Download this submission:
Submission to the Inquiry into and report on all aspects of the conduct of the 2016 Federal Election and matters related thereto (PDF, 134 KB, 1 November 2016)

The Science Party made a submission to the Joint Standing Committee on Electoral matters with regards to the 2016 federal election. These recommendations were made with aims of protecting the safety of individuals, levelling the playing field for all political parties and independent candidates, maintaining the integrity of the voting system, and enforcing transparency in government.

Our specific recommendations were as follows:

  1. Remove the requirement to make public the street address of the person authorising electoral material;
  2. Regarding social media, authorisation of an official party or candidate account should be sufficient to cover all material published by that account;
  3. Truth in advertising rules should not be legislated with regards to electoral campaign material;
  4. The Australian Electoral Commission should maintain its current modest levels of bureaucracy rather than pursue more onerous disclosure rules;
  5. If Australia moves to an electronic voting system, it should be a hybrid electronic/paper voting system;
  6. Much faster reporting requirements for political donations over a reduced threshold of $1,000, and the creation of an electronic system to facilitate this reporting;
  7. Abolish above-the-line Senate voting;
  8. Identical registration requirements for all registered political parties, parliamentary or otherwise; and
  9. Remove the the 4% primary vote threshold for public funding of primary votes.

The parliamentary committee released its first interim report, regarding authorisation of electoral material, in early December. This report acknowledged that the current rules surrounding authorisation of electoral material are inconsistent between different media, making it easy both for honest candidates to accidentally do the wrong thing, and for those who seek to bend the rules to get away with it. Sensible reforms to simplify these rules and to apply them consistently were therefore recommended by the committee. The Science Party's second recommendation, regarding a blanket authorisation for social media posts, was noted on page 24.

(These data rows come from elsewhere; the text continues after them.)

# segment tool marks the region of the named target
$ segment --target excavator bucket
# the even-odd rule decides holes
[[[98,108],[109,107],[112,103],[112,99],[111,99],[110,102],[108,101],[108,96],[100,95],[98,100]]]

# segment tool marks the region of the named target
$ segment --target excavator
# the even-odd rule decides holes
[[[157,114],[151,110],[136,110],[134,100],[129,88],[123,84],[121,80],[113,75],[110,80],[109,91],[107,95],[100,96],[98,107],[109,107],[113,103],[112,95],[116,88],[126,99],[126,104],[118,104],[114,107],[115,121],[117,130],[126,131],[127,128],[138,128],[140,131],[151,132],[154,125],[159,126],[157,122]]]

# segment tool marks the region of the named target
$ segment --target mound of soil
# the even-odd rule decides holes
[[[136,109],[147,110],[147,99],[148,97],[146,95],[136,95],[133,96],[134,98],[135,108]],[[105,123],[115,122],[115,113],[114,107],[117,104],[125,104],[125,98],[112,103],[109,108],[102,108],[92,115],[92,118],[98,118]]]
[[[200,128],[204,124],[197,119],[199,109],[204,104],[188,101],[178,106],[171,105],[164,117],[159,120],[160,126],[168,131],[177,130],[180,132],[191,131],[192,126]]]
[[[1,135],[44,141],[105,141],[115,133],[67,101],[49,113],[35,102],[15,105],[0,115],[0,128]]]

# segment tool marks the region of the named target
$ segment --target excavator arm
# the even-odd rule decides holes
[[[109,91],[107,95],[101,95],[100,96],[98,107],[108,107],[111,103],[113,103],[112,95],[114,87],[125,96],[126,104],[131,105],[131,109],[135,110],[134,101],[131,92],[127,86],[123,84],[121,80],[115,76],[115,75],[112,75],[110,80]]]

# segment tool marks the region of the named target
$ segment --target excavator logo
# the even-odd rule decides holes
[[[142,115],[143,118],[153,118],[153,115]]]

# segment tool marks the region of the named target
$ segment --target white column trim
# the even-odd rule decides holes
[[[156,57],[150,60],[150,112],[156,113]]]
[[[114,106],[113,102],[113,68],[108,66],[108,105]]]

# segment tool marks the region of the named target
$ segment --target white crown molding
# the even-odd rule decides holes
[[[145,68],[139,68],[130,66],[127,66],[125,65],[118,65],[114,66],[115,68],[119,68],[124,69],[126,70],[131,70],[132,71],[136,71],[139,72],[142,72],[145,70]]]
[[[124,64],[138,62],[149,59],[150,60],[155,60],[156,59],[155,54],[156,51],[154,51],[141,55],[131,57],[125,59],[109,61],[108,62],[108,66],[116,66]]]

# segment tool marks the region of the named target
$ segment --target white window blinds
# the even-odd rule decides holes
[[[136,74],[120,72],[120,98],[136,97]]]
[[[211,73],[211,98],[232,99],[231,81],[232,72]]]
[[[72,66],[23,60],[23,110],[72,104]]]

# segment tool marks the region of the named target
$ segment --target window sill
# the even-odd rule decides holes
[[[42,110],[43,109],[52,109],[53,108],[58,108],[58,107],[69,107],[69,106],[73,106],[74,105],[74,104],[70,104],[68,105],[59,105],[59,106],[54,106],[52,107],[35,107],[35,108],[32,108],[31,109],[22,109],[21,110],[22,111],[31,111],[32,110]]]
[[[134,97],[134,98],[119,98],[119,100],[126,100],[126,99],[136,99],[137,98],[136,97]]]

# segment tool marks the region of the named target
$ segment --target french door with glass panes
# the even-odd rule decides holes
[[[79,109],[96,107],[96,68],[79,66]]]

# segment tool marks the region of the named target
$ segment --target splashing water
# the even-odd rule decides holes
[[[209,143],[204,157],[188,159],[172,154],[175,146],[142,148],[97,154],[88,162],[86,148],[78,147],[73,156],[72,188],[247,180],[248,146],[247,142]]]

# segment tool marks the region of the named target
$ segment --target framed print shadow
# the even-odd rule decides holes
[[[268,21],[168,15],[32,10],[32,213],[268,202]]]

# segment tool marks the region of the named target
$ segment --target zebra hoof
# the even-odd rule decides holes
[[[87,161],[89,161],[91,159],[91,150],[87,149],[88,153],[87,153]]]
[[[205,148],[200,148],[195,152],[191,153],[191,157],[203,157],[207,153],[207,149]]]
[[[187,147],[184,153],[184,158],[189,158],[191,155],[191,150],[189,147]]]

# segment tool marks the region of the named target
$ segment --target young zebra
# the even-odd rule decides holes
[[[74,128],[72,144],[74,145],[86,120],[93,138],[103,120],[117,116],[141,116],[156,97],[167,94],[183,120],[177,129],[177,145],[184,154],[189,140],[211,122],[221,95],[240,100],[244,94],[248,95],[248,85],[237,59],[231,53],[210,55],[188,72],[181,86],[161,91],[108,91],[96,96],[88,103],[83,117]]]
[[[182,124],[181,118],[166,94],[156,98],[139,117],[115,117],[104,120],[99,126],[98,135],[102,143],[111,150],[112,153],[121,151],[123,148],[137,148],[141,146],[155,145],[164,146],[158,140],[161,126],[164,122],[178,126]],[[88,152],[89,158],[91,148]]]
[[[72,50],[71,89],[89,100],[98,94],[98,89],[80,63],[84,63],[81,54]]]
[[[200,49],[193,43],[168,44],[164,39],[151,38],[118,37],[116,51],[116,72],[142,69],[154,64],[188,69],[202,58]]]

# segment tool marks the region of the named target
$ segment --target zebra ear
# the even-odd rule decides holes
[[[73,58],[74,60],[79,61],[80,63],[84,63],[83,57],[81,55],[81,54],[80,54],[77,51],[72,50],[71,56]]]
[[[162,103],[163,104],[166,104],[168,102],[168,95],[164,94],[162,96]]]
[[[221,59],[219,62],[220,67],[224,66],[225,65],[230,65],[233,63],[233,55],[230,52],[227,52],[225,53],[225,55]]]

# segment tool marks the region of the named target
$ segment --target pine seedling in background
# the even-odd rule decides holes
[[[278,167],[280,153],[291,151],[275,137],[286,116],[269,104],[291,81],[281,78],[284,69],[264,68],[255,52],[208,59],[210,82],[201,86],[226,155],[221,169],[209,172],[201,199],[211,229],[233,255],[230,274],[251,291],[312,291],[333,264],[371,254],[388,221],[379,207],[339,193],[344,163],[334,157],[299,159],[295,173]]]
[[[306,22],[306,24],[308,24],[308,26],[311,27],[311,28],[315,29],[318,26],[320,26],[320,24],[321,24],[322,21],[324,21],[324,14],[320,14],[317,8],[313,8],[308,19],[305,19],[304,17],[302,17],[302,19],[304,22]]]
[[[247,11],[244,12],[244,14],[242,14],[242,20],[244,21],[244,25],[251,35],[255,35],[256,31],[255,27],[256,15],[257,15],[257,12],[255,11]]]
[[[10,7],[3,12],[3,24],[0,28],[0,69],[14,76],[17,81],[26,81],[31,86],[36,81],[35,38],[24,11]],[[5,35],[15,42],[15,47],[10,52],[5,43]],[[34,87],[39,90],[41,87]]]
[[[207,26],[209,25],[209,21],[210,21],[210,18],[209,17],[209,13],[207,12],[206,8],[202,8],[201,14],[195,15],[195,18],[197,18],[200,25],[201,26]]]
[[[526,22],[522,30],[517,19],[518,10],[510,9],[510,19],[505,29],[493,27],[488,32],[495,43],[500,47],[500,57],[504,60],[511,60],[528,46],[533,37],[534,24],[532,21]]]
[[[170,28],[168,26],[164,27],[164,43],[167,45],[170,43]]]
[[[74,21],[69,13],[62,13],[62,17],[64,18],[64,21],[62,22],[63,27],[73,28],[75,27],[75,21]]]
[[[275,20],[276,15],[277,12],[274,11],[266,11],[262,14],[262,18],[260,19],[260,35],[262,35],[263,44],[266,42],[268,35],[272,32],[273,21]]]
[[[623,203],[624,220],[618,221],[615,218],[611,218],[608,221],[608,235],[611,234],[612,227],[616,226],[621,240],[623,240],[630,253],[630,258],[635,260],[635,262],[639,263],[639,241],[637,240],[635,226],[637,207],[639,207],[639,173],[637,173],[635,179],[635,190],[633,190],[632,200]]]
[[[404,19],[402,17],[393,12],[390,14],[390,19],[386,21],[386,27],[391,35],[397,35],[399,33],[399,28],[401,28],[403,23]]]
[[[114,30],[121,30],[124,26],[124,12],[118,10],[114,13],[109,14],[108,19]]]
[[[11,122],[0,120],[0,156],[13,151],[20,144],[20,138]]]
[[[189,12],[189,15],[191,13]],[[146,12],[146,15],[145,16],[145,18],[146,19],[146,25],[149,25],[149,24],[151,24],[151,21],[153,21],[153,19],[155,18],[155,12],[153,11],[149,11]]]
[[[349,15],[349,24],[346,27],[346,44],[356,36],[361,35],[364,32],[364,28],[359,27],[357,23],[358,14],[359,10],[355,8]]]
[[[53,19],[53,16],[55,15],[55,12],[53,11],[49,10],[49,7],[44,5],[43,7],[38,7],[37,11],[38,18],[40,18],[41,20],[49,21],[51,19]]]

Our first recommendation, to protect the privacy and safety of those who agree to be liable for the content of campaign material, was not noted, nor was the subject mentioned in the committee's report.

The second interim report, regarding political donations, was released in March 2016. This report recommended banning foreign donations and harsher penalties for breaching electoral rules. It also went into great detail about why environmental groups should have restrictions on their lobbying activities, seemingly in response to a point made by the Minerals Council of Australia. Spot the irony.

We look forward to further reports from the committee to address electoral mechanics and barriers to entry for small parties and independent candidates.